NEW YORK: Weather forecasters on Sunday put the greater New York City area under blizzard watch, saying there was potential for a major winter storm from Monday night into Wednesday with 12 to 18 inches (30 to 45 cm) of snow expected.
The winter storm Stella raised the potential for dangerous travel and power outages with damaging wind gusts up to 50 mph (80 kph) possible across eastern Long Island and southeastern Connecticut, the National Weather Service said.
The potential for blowing snow and strong winds could lead to “whiteout” conditions with visibility as poor as a quarter mile (400 meters), the service said. Sub-freezing temperatures were forecast in the upper 20s Fahrenheit (minus 2 to minus 4 degrees Celsius).
Meanwhile, in the western United States, the service forecast potentially record-setting heat in the four corners states of Arizona, Colorado, New Mexico and Utah, where temperatures were expected into the 90s Fahrenheit (above 32 degrees Celsius) in some places.
Stella will also deliver a swath of snow to the Midwest.
The National Weather Service said large area of the Midwest from the Dakotas to Lower Michigan is under winter weather advisories and winter storm warnings. Travel will be impacted by light to moderate snow as jet stream energy and a weak area of low pressure move through the region Sunday-Monday.
Then, a strong area of low pressure will develop off the East Coast late Monday in response to the aforementioned jet stream energy, bringing a nor’easter with heavy snow and strong winds to the Northeast.
Winter storm watches have also been issued across other parts of the mid-Atlantic and Northeast, including Philadelphia, Baltimore and Washington, D.C.
Stella’s Northeast Timing
- Snow will begin to develop in the mid-Atlantic region as the coastal low from Stella develops and intensifies.
- The snow could be heavy at times overnight with rates of 1-2 inches per hour.
- By late Monday night or early Tuesday morning, snow may develop as far north as New York City or southern New England.
- Light to moderate snow will also impact the eastern Great Lakes region.
- Travel should be avoided Monday night in all of the above-mentioned areas.
- A large swath of the Northeast will see snowfall, heavy at times, from Stella during the daytime hours.
- Snowfall rates of 1-3 inches per hour are possible near or either side of the Interstate 95 corridor.
- Blizzard or near-blizzard conditions are possible in coastal areas.
- Road and airport travel is likely to be snarled across the region.
- Strong winds and the weight of the snow could cause some tree damage and power outages
Tuesday Night – Wednesday
- Snow, heavy at times, will continue throughout much of New England Tuesday night.
- Further south, snow will become lighter overall.
- On Wednesday, lighter snowfall and gusty winds will continue across the Northeast region, but the worst of the storm will be over with.
How Much Snow to Expect in the Northeast?
Heavy snowfall accumulations are likely in the Northeast region from Stella, however, the exact track of the low is still somewhat uncertain.
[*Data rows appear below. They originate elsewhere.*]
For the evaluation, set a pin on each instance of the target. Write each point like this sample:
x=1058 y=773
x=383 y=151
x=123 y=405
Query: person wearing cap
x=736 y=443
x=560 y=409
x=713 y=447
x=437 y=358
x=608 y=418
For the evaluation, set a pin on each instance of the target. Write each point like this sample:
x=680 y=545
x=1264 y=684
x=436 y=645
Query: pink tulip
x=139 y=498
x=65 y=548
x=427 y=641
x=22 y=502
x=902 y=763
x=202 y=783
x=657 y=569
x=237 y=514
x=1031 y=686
Therefore, keep in mind the forecast totals shown on our graphic below could change depending on the exact track of Stella and its evolution.
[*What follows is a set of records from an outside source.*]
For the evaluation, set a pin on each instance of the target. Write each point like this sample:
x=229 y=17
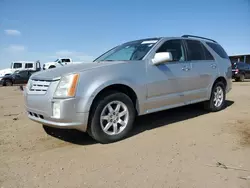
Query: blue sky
x=82 y=30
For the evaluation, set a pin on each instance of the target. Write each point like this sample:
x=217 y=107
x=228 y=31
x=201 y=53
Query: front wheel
x=112 y=118
x=217 y=98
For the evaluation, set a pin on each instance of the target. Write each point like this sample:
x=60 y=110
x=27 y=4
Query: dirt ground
x=184 y=147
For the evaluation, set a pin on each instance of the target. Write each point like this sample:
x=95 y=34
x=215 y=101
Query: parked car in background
x=18 y=77
x=20 y=65
x=240 y=71
x=136 y=78
x=59 y=63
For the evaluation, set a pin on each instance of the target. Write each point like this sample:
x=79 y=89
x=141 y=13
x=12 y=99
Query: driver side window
x=175 y=47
- A foot of snow is possible along the Interstate 95 corridor from Stella, including Bangor, Maine, Boston, Hartford, New York City and Providence. It’s not out of the question that some locations may pick up 18 inches or more of snow from Stella.
- In the mid-Atlantic, including Baltimore and Washington, D.C., snow amounts are still somewhat uncertain and dependent on where the rain/snow transition line sets up. The best potential for a foot of snow is likely to be northwest of Interstate 95 corridor in this area.
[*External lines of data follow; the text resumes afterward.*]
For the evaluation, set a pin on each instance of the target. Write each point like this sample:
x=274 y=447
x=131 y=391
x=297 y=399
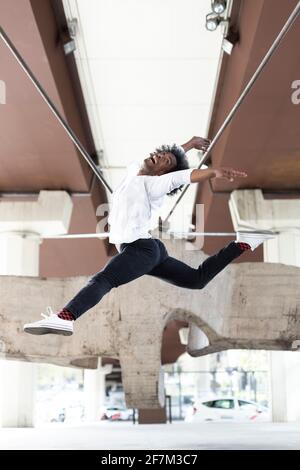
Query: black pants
x=149 y=256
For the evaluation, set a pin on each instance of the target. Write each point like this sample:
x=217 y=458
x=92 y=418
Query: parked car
x=227 y=409
x=116 y=413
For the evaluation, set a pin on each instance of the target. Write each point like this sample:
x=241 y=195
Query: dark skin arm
x=198 y=176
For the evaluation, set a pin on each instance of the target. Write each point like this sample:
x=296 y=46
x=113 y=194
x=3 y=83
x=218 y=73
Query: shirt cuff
x=180 y=148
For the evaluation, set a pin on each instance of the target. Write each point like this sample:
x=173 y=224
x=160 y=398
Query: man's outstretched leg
x=180 y=274
x=135 y=259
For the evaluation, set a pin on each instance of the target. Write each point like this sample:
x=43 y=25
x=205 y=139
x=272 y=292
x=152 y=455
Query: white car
x=227 y=409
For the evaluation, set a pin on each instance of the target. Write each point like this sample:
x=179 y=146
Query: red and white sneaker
x=51 y=324
x=254 y=239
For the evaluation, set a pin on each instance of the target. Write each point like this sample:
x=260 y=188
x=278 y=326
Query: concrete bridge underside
x=248 y=305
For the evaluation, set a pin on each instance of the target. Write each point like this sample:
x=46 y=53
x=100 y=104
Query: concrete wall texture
x=248 y=305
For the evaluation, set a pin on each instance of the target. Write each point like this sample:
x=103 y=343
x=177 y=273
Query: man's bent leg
x=180 y=274
x=134 y=261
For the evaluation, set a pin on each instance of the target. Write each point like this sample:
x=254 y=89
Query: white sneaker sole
x=47 y=329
- Snowfall rates of 1-3 inches per hour are possible during the height of the storm in the most intense bands.
- Blizzard or near-blizzard conditions with wind gusts to 50 mph may occur Monday night through Tuesday in the blizzard watch area.
- Poor travel conditions will also exist in other parts of the Northeast.
- This may be the heaviest snowstorm so far this season in Boston and New York City which saw 9.4 inches and 10.9 inches from Winter Storm Niko on Feb. 9, respectively. New York City has seen 36 winter storms since 1869 that have produced a foot or more of snow, according to the National Weather Service. Just four of those storms have occurred in March, with the last to do so March 3-4, 1960.